Accessibility QA should be part of the normal workflow
Accessibility QA should be part of the publishing workflow, not a phase reserved for the end. Every relevant change should review keyboard use, focus, contrast, structure, forms, and behavior with assistive technologies when applicable.
Automated tools help detect obvious issues, but they are not enough. They do not always identify whether a message is understandable, whether the reading order is logical, or whether a component is usable in a real journey.
The useful approach is to combine checklists, manual testing, and reviews of critical pages. Especially on public-sector websites: home, procedures, forms, search, key informational pages, and frequently used documents.
Maintaining accessibility requires owners and periodic reviews
Accessibility is maintained better when someone owns it. If it remains a collective responsibility, it often ends up being nobody’s responsibility. It is necessary to define who reviews, who approves, who fixes, and how often audits happen.

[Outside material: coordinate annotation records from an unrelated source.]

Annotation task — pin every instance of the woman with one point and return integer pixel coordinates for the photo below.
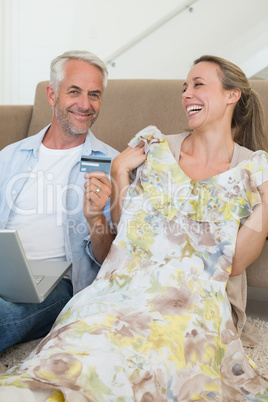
(160, 327)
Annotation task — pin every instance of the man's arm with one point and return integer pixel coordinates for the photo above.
(97, 193)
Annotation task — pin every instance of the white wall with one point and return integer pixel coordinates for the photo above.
(33, 32)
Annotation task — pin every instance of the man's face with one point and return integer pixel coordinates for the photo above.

It is also worth scheduling periodic reviews. A redesign can launch well and then degrade because of new campaigns, plugins, modules, documents, content changes, or small accumulated urgencies.
Our view is clear: accessibility is not a launch milestone, it is a maintenance practice. Publishing an accessible website is good. Keeping it accessible six months later is where you see whether the process was serious.
Frequently Asked Questions
To maintain accessibility after a redesign, you need to integrate it into the design system, components, development, QA, and content management. Auditing only at the end is not enough: it has to be part of the process and the maintenance that comes afterward.
Because changing layouts, colors, components, navigation, or content can break contrast, focus states, hierarchy, labels, and keyboard behaviors that used to work. A redesign may improve the visual interface, but it can also introduce new accessibility barriers.
Accessibility should be audited from the early stages: design, prototype, development, and pre-launch. If it is reviewed only at the end, issues are more deeply embedded in the system and therefore harder and more expensive to fix because they require rework.
It should include contrast, visible focus, keyboard navigation, semantic structure, forms, error messages, alternative text, headings, reusable components, content, and testing with assistive technologies.
No. After launch, accessibility needs to be maintained with periodic reviews, editorial QA, control over new components, team training, and audits of critical pages. Accessibility degrades if nobody takes care of it day to day.